Primary technologies used to culture cells in 3D. (A) Formation of 3D micro‐tissues using hanging drop approach. Droplets of cell suspension are placed on the lid of a Petri dish, which is gently inverted and placed on top of the dish containing media to maintain a humid atmosphere. Suspended cells come together in the apex of the droplet, forming a compact 3D aggregate. (B) 3D culture using hydrogel technology. The cartoon shows cells within a matrix of protein molecules that create a nano‐scale micro‐environment mimicking the structure of the extracellular matrix. Cells are embedded within the proteinous 3D framework within an aqueous‐based gel. (C) Porous solid scaffold supporting 3D cultured cells. Cells enter the porous framework of the solid scaffold where they do not flatten, they maintain their 3D structure, and they bind to one another forming 3D tissue‐like masses.

Figure 3

Co‐culture offers an exciting opportunity to create novel 3D tissue‐like models in vitro.

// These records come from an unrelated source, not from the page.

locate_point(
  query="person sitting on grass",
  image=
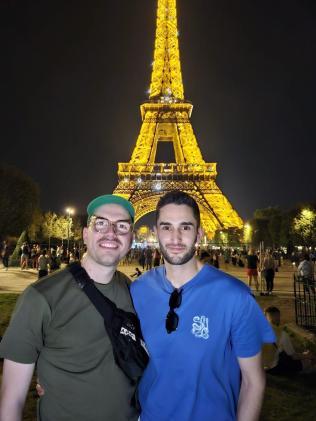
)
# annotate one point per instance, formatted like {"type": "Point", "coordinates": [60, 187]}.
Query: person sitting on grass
{"type": "Point", "coordinates": [281, 357]}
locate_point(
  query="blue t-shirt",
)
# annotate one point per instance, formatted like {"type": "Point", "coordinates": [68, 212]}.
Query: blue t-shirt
{"type": "Point", "coordinates": [193, 373]}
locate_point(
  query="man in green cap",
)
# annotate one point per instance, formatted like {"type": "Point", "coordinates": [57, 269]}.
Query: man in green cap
{"type": "Point", "coordinates": [56, 327]}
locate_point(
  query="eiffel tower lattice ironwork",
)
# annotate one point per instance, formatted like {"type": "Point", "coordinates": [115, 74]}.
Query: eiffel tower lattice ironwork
{"type": "Point", "coordinates": [166, 118]}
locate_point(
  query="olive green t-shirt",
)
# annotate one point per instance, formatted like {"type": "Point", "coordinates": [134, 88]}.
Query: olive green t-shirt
{"type": "Point", "coordinates": [56, 326]}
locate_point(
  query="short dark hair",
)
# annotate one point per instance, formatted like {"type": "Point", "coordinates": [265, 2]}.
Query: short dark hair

Each of the three primary technologies developed for 3D culture can be customized for alternative applications containing different cell types. The cartoons show cells of different colors representing alternative cell types within each technology. (A) Cells of different types can be co‐seeded in suspended hanging drops to create micro‐tissue aggregates composed of more than one cell type. The addition of an alternative cell type to a pre‐formed cell aggregate can produce a concentric layered structure. (B) Mixing cells of different types is relatively straightforward using hydrogel technology. Cells can self‐organize and form tissue‐like structures as they migrate within the gel. (C) Similarly, a mixture of different cells can be added directly to the porous scaffold where they self‐arrange within the matrix.

Figure 4

Construction of tissue‐like structures composed of layers of alternative cell types. The presentation of a solid porous scaffold as a membrane provides a suitable platform to construct layers of alternative cell types. Many types of tissue are composed of alternate layers of cells and such tissue architecture can be replicated by seeding cells sequentially onto supporting porous scaffolds. (A) An example of two cell types: those in blue were seeded first and allowed to grow and establish a 3D culture inside the scaffold; those in green were seeded second onto the surface of the scaffold to establish a 3D layer on top. (B) Example of a human skin construct produced by first seeding human primary dermal fibroblasts into a 200‐μm‐thick porous polystyrene scaffold for 7 days, followed by seeding human primary keratinocytes onto the surface and maintaining the culture for a further 21 days at the air–liquid interface. The skin construct matures over time in culture consisting of differentiated epidermal (epi) and supporting dermal (der) components. Scale bar: 50 μm. (Image courtesy of N. Robinson, Durham University).